The position of Law Notes upon the standing of Christian Scientists before the law should not be misunderstood. Our observations heretofore made, upon the rights and responsibilities of these people, may be condensed into two propositions: First, even if the doctrine of Christian Science is pronounced a groundless superstition, its believers have a constitutional right to hold and follow what seems to them a system of truth, for no one has a right to judge another's belief; but second, so far as Christian Science is a system for the cure of diseases, its votaries cannot invoke the protection of religious belief to shield them from responsibility for acts which would otherwise be criminal.
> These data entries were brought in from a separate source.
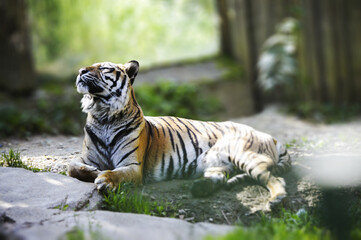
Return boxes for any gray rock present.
[0,168,234,240]
[0,168,101,210]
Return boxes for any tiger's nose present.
[79,68,89,75]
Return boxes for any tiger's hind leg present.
[191,167,227,197]
[191,151,233,197]
[236,152,287,210]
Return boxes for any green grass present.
[206,210,331,240]
[102,183,176,217]
[0,149,45,172]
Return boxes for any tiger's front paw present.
[94,170,119,191]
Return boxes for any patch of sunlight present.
[0,201,29,208]
[45,178,64,186]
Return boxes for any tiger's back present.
[144,117,288,183]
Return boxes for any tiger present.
[68,60,291,208]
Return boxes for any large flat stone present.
[0,168,234,240]
[0,167,101,210]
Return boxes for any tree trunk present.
[0,0,35,92]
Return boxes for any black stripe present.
[120,136,139,148]
[161,153,165,176]
[177,132,188,176]
[109,120,141,148]
[168,128,174,151]
[175,144,182,176]
[115,146,139,167]
[243,132,254,151]
[187,159,197,177]
[209,122,224,134]
[120,75,127,89]
[177,118,199,158]
[85,125,110,159]
[183,118,202,135]
[278,149,288,158]
[160,117,176,131]
[124,163,142,167]
[167,156,174,179]
[115,71,120,81]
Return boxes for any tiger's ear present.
[124,60,139,85]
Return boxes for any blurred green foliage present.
[0,149,43,172]
[135,81,221,120]
[102,183,177,217]
[0,80,221,137]
[0,82,85,137]
[28,0,218,71]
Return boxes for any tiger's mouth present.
[76,75,103,94]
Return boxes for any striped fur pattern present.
[69,61,291,209]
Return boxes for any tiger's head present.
[76,60,139,114]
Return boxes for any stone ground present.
[0,107,361,239]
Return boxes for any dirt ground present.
[0,107,361,224]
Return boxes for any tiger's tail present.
[272,142,292,175]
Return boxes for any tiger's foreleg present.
[241,153,287,210]
[68,159,100,182]
[94,164,143,190]
[191,150,232,197]
[191,167,227,197]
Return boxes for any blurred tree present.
[0,0,35,92]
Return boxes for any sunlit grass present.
[0,149,43,172]
[102,183,176,217]
[29,0,218,75]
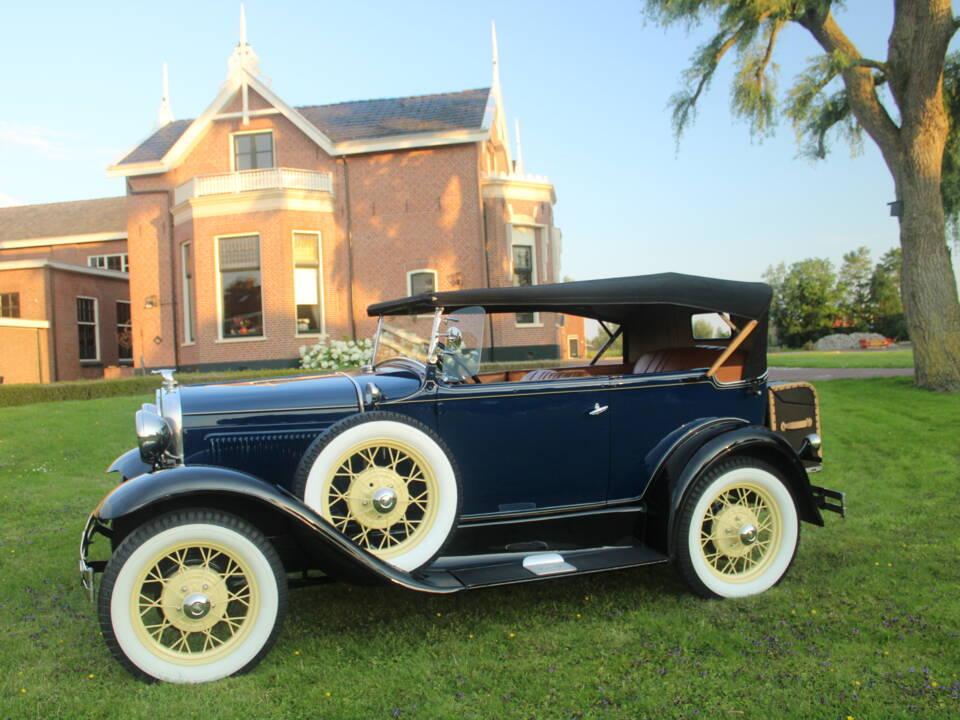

One who is in the possession of all his faculties and who applies for Christian Science treatment runs no risk of being imposed upon. He knows what he is going to receive, and it is his absolute right to believe, and to act upon the belief, that the treatment by that system will be of more benefit to him than drugs or a surgical operation. In the case of children or persons whose minds are so enfeebled that they cannot exercise rational judgment the law seems to be already plain, and acts no more harshly towards Christian Scientists than towards those out of sympathy with that belief. Criminal negligence and indirect homicide are and have long been well-defined branches of the law, and in the general theory of criminal liability, as observed by Judge O. W. Holmes, "all acts are indifferent per se."

Northport, N. Y. Law Notes, January, 1899.